Penetration Testing vs Red Team Engagement: Understanding the Differences

When it comes to evaluating the security of a computer system or network, there are two common approaches: penetration testing and red team engagements. While these two terms are often used interchangeably, they are different in their objectives, scope, and methods.

Penetration Testing

A penetration test (pentest) is a simulated attack against a system or network, performed by security professionals, in order to identify vulnerabilities and assess the overall security of the system. The purpose of a pentest is to identify and report on security weaknesses and provide recommendations for improvement. A pentest typically focuses on finding and exploiting known vulnerabilities, such as misconfigured firewalls or unpatched software, for example.

The process of a pentest typically includes reconnaissance, scanning, and exploitation. The security professional will gather information about the target system and identify any potential vulnerabilities. They will then attempt to exploit these vulnerabilities to gain access to sensitive data or systems. The results of the pentest are documented and reported to the organization, along with recommendations for improving the security of their systems. It’s important to note that the blue team is not actively trying to stop the pentesters, and the pentesters are not trying to evade detection.

Red Team Engagement

A red team engagement is a more comprehensive security assessment that goes beyond just finding vulnerabilities. It involves a team of security experts simulating a real-world attack scenario, including reconnaissance, weaponization, delivery, exploitation, installation, and command & control. The objective of a red team engagement is to test the effectiveness of an organization’s security measures, identify weaknesses in their defenses, and evaluate their response and incident management capabilities.
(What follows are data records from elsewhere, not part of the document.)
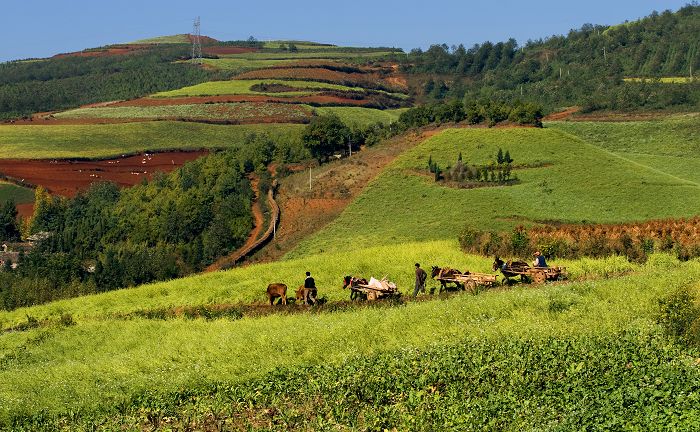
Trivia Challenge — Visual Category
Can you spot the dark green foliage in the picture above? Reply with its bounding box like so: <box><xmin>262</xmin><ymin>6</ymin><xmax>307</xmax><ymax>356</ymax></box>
<box><xmin>396</xmin><ymin>3</ymin><xmax>700</xmax><ymax>111</ymax></box>
<box><xmin>10</xmin><ymin>332</ymin><xmax>700</xmax><ymax>431</ymax></box>
<box><xmin>657</xmin><ymin>287</ymin><xmax>700</xmax><ymax>346</ymax></box>
<box><xmin>0</xmin><ymin>45</ymin><xmax>213</xmax><ymax>119</ymax></box>
<box><xmin>302</xmin><ymin>115</ymin><xmax>351</xmax><ymax>163</ymax></box>
<box><xmin>0</xmin><ymin>150</ymin><xmax>252</xmax><ymax>309</ymax></box>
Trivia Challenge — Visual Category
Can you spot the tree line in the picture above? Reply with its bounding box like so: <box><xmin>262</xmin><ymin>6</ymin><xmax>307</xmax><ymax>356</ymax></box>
<box><xmin>396</xmin><ymin>3</ymin><xmax>700</xmax><ymax>110</ymax></box>
<box><xmin>0</xmin><ymin>150</ymin><xmax>254</xmax><ymax>309</ymax></box>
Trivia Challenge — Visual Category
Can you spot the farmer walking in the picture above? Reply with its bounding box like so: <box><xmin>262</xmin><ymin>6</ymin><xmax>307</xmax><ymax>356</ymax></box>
<box><xmin>413</xmin><ymin>263</ymin><xmax>428</xmax><ymax>297</ymax></box>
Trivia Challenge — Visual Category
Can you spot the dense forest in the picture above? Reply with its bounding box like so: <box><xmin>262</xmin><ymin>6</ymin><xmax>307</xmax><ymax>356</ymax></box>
<box><xmin>0</xmin><ymin>45</ymin><xmax>214</xmax><ymax>120</ymax></box>
<box><xmin>397</xmin><ymin>3</ymin><xmax>700</xmax><ymax>110</ymax></box>
<box><xmin>0</xmin><ymin>150</ymin><xmax>254</xmax><ymax>309</ymax></box>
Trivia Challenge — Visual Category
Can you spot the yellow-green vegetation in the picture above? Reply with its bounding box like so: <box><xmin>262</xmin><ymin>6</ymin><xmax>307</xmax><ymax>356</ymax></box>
<box><xmin>153</xmin><ymin>80</ymin><xmax>364</xmax><ymax>97</ymax></box>
<box><xmin>547</xmin><ymin>114</ymin><xmax>700</xmax><ymax>184</ymax></box>
<box><xmin>290</xmin><ymin>124</ymin><xmax>700</xmax><ymax>256</ymax></box>
<box><xmin>131</xmin><ymin>34</ymin><xmax>191</xmax><ymax>44</ymax></box>
<box><xmin>623</xmin><ymin>77</ymin><xmax>696</xmax><ymax>84</ymax></box>
<box><xmin>0</xmin><ymin>235</ymin><xmax>700</xmax><ymax>421</ymax></box>
<box><xmin>55</xmin><ymin>103</ymin><xmax>312</xmax><ymax>123</ymax></box>
<box><xmin>314</xmin><ymin>107</ymin><xmax>406</xmax><ymax>126</ymax></box>
<box><xmin>202</xmin><ymin>57</ymin><xmax>297</xmax><ymax>73</ymax></box>
<box><xmin>0</xmin><ymin>181</ymin><xmax>34</xmax><ymax>204</ymax></box>
<box><xmin>0</xmin><ymin>121</ymin><xmax>303</xmax><ymax>159</ymax></box>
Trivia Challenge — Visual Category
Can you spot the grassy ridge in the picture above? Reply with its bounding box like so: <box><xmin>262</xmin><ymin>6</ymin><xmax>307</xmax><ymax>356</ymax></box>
<box><xmin>547</xmin><ymin>114</ymin><xmax>700</xmax><ymax>183</ymax></box>
<box><xmin>153</xmin><ymin>80</ymin><xmax>364</xmax><ymax>97</ymax></box>
<box><xmin>289</xmin><ymin>125</ymin><xmax>700</xmax><ymax>256</ymax></box>
<box><xmin>0</xmin><ymin>238</ymin><xmax>700</xmax><ymax>419</ymax></box>
<box><xmin>0</xmin><ymin>121</ymin><xmax>303</xmax><ymax>159</ymax></box>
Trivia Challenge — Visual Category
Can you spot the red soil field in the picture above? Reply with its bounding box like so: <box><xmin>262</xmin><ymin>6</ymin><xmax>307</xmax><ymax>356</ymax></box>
<box><xmin>110</xmin><ymin>95</ymin><xmax>370</xmax><ymax>106</ymax></box>
<box><xmin>0</xmin><ymin>151</ymin><xmax>208</xmax><ymax>198</ymax></box>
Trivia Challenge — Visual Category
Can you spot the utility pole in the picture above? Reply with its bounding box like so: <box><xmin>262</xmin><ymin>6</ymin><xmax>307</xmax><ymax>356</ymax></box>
<box><xmin>190</xmin><ymin>17</ymin><xmax>202</xmax><ymax>64</ymax></box>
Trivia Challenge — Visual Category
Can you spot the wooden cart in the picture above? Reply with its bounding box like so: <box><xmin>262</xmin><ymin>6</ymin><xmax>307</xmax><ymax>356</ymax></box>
<box><xmin>350</xmin><ymin>279</ymin><xmax>401</xmax><ymax>301</ymax></box>
<box><xmin>502</xmin><ymin>266</ymin><xmax>568</xmax><ymax>284</ymax></box>
<box><xmin>435</xmin><ymin>272</ymin><xmax>498</xmax><ymax>294</ymax></box>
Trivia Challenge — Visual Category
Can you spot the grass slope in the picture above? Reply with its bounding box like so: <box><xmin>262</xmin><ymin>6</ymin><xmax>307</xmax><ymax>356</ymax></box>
<box><xmin>152</xmin><ymin>80</ymin><xmax>364</xmax><ymax>97</ymax></box>
<box><xmin>289</xmin><ymin>125</ymin><xmax>700</xmax><ymax>256</ymax></box>
<box><xmin>0</xmin><ymin>181</ymin><xmax>34</xmax><ymax>204</ymax></box>
<box><xmin>0</xmin><ymin>236</ymin><xmax>700</xmax><ymax>421</ymax></box>
<box><xmin>547</xmin><ymin>114</ymin><xmax>700</xmax><ymax>183</ymax></box>
<box><xmin>0</xmin><ymin>121</ymin><xmax>303</xmax><ymax>159</ymax></box>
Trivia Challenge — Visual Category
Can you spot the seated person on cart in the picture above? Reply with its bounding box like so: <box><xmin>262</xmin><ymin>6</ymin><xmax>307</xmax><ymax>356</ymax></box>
<box><xmin>532</xmin><ymin>251</ymin><xmax>549</xmax><ymax>268</ymax></box>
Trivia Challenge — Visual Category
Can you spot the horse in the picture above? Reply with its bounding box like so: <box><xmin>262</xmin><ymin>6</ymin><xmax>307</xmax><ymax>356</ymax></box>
<box><xmin>491</xmin><ymin>256</ymin><xmax>530</xmax><ymax>284</ymax></box>
<box><xmin>267</xmin><ymin>283</ymin><xmax>287</xmax><ymax>306</ymax></box>
<box><xmin>295</xmin><ymin>285</ymin><xmax>318</xmax><ymax>305</ymax></box>
<box><xmin>343</xmin><ymin>276</ymin><xmax>367</xmax><ymax>301</ymax></box>
<box><xmin>430</xmin><ymin>266</ymin><xmax>469</xmax><ymax>292</ymax></box>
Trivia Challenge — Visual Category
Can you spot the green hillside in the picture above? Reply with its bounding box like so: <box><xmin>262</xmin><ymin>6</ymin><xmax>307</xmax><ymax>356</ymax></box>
<box><xmin>290</xmin><ymin>120</ymin><xmax>700</xmax><ymax>256</ymax></box>
<box><xmin>0</xmin><ymin>122</ymin><xmax>303</xmax><ymax>159</ymax></box>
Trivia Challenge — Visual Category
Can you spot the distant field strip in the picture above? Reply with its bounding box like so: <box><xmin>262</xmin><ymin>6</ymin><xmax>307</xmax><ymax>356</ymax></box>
<box><xmin>289</xmin><ymin>123</ymin><xmax>700</xmax><ymax>257</ymax></box>
<box><xmin>153</xmin><ymin>80</ymin><xmax>364</xmax><ymax>97</ymax></box>
<box><xmin>0</xmin><ymin>121</ymin><xmax>303</xmax><ymax>159</ymax></box>
<box><xmin>54</xmin><ymin>102</ymin><xmax>312</xmax><ymax>123</ymax></box>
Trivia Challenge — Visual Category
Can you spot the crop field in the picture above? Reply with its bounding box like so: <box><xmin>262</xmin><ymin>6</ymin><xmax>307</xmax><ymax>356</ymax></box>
<box><xmin>314</xmin><ymin>107</ymin><xmax>406</xmax><ymax>126</ymax></box>
<box><xmin>289</xmin><ymin>124</ymin><xmax>700</xmax><ymax>256</ymax></box>
<box><xmin>0</xmin><ymin>121</ymin><xmax>303</xmax><ymax>159</ymax></box>
<box><xmin>624</xmin><ymin>77</ymin><xmax>696</xmax><ymax>84</ymax></box>
<box><xmin>547</xmin><ymin>114</ymin><xmax>700</xmax><ymax>183</ymax></box>
<box><xmin>153</xmin><ymin>80</ymin><xmax>364</xmax><ymax>97</ymax></box>
<box><xmin>0</xmin><ymin>181</ymin><xmax>34</xmax><ymax>204</ymax></box>
<box><xmin>236</xmin><ymin>67</ymin><xmax>403</xmax><ymax>90</ymax></box>
<box><xmin>55</xmin><ymin>102</ymin><xmax>312</xmax><ymax>123</ymax></box>
<box><xmin>0</xmin><ymin>233</ymin><xmax>700</xmax><ymax>428</ymax></box>
<box><xmin>202</xmin><ymin>57</ymin><xmax>297</xmax><ymax>73</ymax></box>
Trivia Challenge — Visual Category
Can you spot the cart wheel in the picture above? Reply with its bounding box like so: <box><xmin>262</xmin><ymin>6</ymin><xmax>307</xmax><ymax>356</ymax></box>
<box><xmin>532</xmin><ymin>272</ymin><xmax>547</xmax><ymax>285</ymax></box>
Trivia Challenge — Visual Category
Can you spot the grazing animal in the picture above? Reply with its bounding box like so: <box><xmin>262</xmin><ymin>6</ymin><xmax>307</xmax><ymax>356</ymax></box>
<box><xmin>343</xmin><ymin>276</ymin><xmax>367</xmax><ymax>301</ymax></box>
<box><xmin>430</xmin><ymin>266</ymin><xmax>469</xmax><ymax>292</ymax></box>
<box><xmin>295</xmin><ymin>285</ymin><xmax>317</xmax><ymax>304</ymax></box>
<box><xmin>491</xmin><ymin>256</ymin><xmax>530</xmax><ymax>283</ymax></box>
<box><xmin>267</xmin><ymin>283</ymin><xmax>287</xmax><ymax>306</ymax></box>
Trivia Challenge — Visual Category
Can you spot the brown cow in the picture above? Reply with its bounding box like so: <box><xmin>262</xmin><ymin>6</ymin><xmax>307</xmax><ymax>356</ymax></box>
<box><xmin>267</xmin><ymin>283</ymin><xmax>287</xmax><ymax>306</ymax></box>
<box><xmin>296</xmin><ymin>285</ymin><xmax>318</xmax><ymax>304</ymax></box>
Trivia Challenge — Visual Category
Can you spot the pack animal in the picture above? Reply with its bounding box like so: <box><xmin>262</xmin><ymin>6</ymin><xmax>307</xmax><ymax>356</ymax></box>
<box><xmin>343</xmin><ymin>276</ymin><xmax>367</xmax><ymax>301</ymax></box>
<box><xmin>267</xmin><ymin>283</ymin><xmax>287</xmax><ymax>306</ymax></box>
<box><xmin>491</xmin><ymin>256</ymin><xmax>530</xmax><ymax>283</ymax></box>
<box><xmin>430</xmin><ymin>266</ymin><xmax>469</xmax><ymax>292</ymax></box>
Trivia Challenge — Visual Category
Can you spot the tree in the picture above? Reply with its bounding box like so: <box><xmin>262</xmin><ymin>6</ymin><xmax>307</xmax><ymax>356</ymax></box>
<box><xmin>0</xmin><ymin>200</ymin><xmax>19</xmax><ymax>241</ymax></box>
<box><xmin>302</xmin><ymin>115</ymin><xmax>351</xmax><ymax>163</ymax></box>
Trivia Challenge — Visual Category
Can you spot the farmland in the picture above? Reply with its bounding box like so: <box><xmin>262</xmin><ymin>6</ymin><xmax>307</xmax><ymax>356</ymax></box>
<box><xmin>0</xmin><ymin>181</ymin><xmax>34</xmax><ymax>204</ymax></box>
<box><xmin>153</xmin><ymin>80</ymin><xmax>372</xmax><ymax>97</ymax></box>
<box><xmin>290</xmin><ymin>123</ymin><xmax>700</xmax><ymax>256</ymax></box>
<box><xmin>0</xmin><ymin>236</ymin><xmax>700</xmax><ymax>428</ymax></box>
<box><xmin>55</xmin><ymin>102</ymin><xmax>312</xmax><ymax>123</ymax></box>
<box><xmin>0</xmin><ymin>121</ymin><xmax>303</xmax><ymax>159</ymax></box>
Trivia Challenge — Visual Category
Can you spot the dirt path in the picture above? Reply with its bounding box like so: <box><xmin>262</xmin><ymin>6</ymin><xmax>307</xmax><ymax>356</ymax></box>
<box><xmin>251</xmin><ymin>125</ymin><xmax>459</xmax><ymax>262</ymax></box>
<box><xmin>204</xmin><ymin>174</ymin><xmax>265</xmax><ymax>272</ymax></box>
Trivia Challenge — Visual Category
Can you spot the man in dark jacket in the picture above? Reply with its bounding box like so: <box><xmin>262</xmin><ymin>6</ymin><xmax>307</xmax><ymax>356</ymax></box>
<box><xmin>304</xmin><ymin>272</ymin><xmax>318</xmax><ymax>304</ymax></box>
<box><xmin>413</xmin><ymin>263</ymin><xmax>428</xmax><ymax>297</ymax></box>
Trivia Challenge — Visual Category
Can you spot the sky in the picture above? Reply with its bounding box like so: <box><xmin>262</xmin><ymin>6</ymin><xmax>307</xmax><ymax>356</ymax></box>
<box><xmin>0</xmin><ymin>0</ymin><xmax>690</xmax><ymax>62</ymax></box>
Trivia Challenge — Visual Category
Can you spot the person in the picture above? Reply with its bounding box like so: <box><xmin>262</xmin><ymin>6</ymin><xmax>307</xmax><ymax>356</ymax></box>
<box><xmin>304</xmin><ymin>272</ymin><xmax>318</xmax><ymax>304</ymax></box>
<box><xmin>532</xmin><ymin>251</ymin><xmax>547</xmax><ymax>267</ymax></box>
<box><xmin>413</xmin><ymin>263</ymin><xmax>428</xmax><ymax>297</ymax></box>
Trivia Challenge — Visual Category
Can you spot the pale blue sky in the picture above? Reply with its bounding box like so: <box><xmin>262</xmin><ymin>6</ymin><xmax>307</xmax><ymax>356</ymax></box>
<box><xmin>0</xmin><ymin>0</ymin><xmax>688</xmax><ymax>61</ymax></box>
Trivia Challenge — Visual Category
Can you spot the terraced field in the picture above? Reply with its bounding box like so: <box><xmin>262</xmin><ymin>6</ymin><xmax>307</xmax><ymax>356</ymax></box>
<box><xmin>55</xmin><ymin>102</ymin><xmax>313</xmax><ymax>123</ymax></box>
<box><xmin>0</xmin><ymin>121</ymin><xmax>303</xmax><ymax>159</ymax></box>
In a red team engagement, the security experts will often adopt the tactics, techniques, and procedures (TTPs) of a real-world attacker. This includes social engineering, malware, and other techniques that are commonly used by attackers. The red team will also attempt to evade detection and blend in with normal network traffic to make the assessment as realistic as possible.

The end goal of a red team engagement is to provide the organization with a comprehensive view of their security posture. The results of the engagement are documented and reported to the organization, including a detailed assessment of their defenses and response capabilities. The organization can then use this information to make improvements to their security measures and better prepare for actual attacks.


Both penetration testing and red team engagement are important methods for evaluating the security of a computer system or network. While pentests are focused on identifying vulnerabilities and providing recommendations for improvement, red team engagements provide a more comprehensive view of the security posture, including an assessment of the organization’s defenses and response capabilities. Typically, a Red Team engagement is something an organization would undergo once their security program has reached a certain level of maturity, and have undergone multiple penetration tests.

By understanding the differences between these two approaches, organizations can make informed decisions about which approach is best for their specific security needs.